Expanded networks are expected to reveal novel insights into the regulation of growth, development, and cell wall biosynthesis. In collaboration with the Enabling Capabilities team, we can test if these factors physically interact in vivo in the autologous system as a way to establish direct interactions and directionality of computational inferred gene co-expression networks, and study higher-order interactions in transcriptional regulation.

Proof of concept

Gene co-expression networks for single-cell RNA sequencing data in the Arabidopsis flower are based on predicted cell populations; these were constrained by DAP-seq and available ChIP-seq data to generate gene regulatory networks describing diverse developmental and physiological processes in the flower, including cell wall elaboration (figure), the plant secretory program, cuticle formation, stress-induced pigment synthesis, glucosinolate synthesis, and cell separation and organ abscission, among others. These networks reveal known and novel connections between the expression of known regulators and their downstream targets, and open exciting new avenues to explore the regulatory logic of floral development and floral cell differentiation. The modular structure of floral regulatory networks allows to compare the involvement of individual modules tasked with specific developmental outputs in different cell populations and to reconstruct the molecular events that led to the specialization, elaboration, and diversification of developmental programs and the origin and evolution of plant cell types.

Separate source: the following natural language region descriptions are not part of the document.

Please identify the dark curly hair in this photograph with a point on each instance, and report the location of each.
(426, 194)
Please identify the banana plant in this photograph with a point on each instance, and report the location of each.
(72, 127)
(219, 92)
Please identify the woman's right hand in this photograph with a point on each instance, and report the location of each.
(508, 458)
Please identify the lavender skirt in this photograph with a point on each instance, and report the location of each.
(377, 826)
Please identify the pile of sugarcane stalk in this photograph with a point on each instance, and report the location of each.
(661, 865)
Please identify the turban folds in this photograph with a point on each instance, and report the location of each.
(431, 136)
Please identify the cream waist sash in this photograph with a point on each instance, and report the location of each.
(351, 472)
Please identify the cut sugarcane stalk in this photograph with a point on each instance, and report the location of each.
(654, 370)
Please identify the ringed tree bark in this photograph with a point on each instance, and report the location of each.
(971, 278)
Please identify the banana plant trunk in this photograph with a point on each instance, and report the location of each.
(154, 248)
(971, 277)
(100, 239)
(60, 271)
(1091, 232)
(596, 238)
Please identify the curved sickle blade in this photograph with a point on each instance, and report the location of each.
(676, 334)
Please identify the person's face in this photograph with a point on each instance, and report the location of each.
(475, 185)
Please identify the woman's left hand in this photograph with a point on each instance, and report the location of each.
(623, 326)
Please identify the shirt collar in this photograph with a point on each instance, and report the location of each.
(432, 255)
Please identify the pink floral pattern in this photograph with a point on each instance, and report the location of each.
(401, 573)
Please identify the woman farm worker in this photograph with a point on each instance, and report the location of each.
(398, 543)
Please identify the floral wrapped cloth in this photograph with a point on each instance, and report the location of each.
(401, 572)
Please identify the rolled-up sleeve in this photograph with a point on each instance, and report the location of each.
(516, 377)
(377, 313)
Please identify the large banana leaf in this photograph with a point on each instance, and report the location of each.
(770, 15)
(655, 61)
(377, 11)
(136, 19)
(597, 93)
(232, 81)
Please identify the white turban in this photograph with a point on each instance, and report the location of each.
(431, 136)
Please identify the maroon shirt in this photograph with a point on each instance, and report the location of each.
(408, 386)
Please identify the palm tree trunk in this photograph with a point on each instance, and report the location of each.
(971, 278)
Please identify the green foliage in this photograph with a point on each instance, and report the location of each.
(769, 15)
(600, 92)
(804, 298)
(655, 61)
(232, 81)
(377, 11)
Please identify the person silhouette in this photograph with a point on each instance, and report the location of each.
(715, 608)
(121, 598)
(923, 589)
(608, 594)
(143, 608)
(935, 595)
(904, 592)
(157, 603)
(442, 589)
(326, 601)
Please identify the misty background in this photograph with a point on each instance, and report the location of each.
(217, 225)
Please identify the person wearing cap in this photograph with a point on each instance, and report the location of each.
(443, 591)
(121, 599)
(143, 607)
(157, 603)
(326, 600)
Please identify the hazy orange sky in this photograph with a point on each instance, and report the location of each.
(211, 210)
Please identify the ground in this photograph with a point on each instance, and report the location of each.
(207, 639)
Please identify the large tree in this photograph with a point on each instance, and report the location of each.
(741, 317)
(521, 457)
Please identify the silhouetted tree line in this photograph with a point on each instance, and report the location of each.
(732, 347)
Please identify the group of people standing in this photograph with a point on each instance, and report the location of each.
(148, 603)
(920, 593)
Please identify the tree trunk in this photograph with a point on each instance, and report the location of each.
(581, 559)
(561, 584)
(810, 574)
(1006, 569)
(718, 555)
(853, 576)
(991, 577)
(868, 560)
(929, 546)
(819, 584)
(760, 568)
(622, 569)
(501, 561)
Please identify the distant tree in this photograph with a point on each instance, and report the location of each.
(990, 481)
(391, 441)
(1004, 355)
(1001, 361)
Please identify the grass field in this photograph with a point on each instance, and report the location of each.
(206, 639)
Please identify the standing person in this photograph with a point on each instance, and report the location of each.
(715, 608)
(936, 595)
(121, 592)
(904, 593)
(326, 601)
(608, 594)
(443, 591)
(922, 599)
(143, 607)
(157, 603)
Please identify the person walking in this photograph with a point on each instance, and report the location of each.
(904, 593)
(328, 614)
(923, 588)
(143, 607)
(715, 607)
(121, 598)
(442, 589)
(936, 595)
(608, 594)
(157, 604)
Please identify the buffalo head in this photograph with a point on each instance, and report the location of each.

Network development in the Arabidopsis flower.  A shared module involved in lignin biosynthesis (yellow) is embedded in the cell type-specific co-expression networks of two distinct cell types, which lignify the vessel elements of the xylem and the endothecium of the anther wall.  Co-expression networks are estimated using machine learning methods (random forest regression and mutual information).  Cell wall elaborations (arrows) appear as spirals along the length of elongated cells, which are dead at maturity.